Friday May 9th was the day of the Catchement to Coast tour, kindly organised by Ocean Watch and Tide to Table. The people attending the tour covered all aspects of the catchment from farmers and organisation in the catchment systems through to commerical fisher’s and related business’s.

The tour began in Bundaberg at Riverside and from here the tour group looked at sites of great importance along Splitter’s Creek.

Lung fish in Splitter’s CreekSplitter’s Creek has great importance to ecology of fresh waterways as it is home to some of the regions rare fish species such as the “Lungfish”, and also plays home to other fish such as Mullet, Bream, Bass and Cod.

The tour gave all members of the trip an insight into how fresh water stream health plays a major role in the overall health of the oceans and fishing industry,and how the little things that happen in and around fresh waterways has a major effect on the fishing industry ,health of the ocean and all waterways.

Along the way guest speakers spoke about restoring the health of the Burnett Mary Region, the significance of Splitters’ Creek in the Burnett River estuary, fish migration along Splitter’s Creek and how through the use of improved fishways along Splitter’s creek will help fish to move upstream.
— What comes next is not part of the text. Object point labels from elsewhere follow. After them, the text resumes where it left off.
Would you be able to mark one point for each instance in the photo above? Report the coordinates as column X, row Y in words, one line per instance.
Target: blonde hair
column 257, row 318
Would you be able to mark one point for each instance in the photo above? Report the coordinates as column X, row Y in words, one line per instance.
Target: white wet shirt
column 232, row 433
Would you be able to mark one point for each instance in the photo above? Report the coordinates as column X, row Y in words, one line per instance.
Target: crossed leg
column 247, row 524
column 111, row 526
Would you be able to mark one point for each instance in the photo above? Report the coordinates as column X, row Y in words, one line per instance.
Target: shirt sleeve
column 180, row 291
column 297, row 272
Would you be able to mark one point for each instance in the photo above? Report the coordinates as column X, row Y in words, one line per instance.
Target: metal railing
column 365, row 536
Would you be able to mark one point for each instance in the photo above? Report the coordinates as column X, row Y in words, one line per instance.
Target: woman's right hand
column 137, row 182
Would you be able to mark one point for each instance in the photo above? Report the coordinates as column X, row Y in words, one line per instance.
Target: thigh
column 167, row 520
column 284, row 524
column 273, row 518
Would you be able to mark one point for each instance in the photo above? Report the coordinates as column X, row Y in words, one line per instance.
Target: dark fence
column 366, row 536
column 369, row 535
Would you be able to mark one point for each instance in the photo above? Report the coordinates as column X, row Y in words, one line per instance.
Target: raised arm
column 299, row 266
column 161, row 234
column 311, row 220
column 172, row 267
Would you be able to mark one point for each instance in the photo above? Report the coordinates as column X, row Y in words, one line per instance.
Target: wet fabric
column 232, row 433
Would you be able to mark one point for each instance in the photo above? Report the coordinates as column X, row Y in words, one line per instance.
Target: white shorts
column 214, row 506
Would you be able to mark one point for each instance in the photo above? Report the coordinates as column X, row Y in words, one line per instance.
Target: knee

The tour also looked at the importance of streamside vegetation for fish, environmental flows and the role wetlands play in water quality and habitat.

After a little trip on the bus the tour group then boarded the “Bundy Belle” and went for a cruise along the Burnett River. While sitting back and enjoying the scenery along the Burnett guest speakers talk to about the changes to the Burnett over time and the impacts on habitiat and productivity of the fishery.

Other topics of interest along the way included a demonstration of a working trawler along the Burnett and how, through the use of by-catch reduction devices on these vessles is used in todays trawling to help decrease the number of non-targeted species being caught in the nets.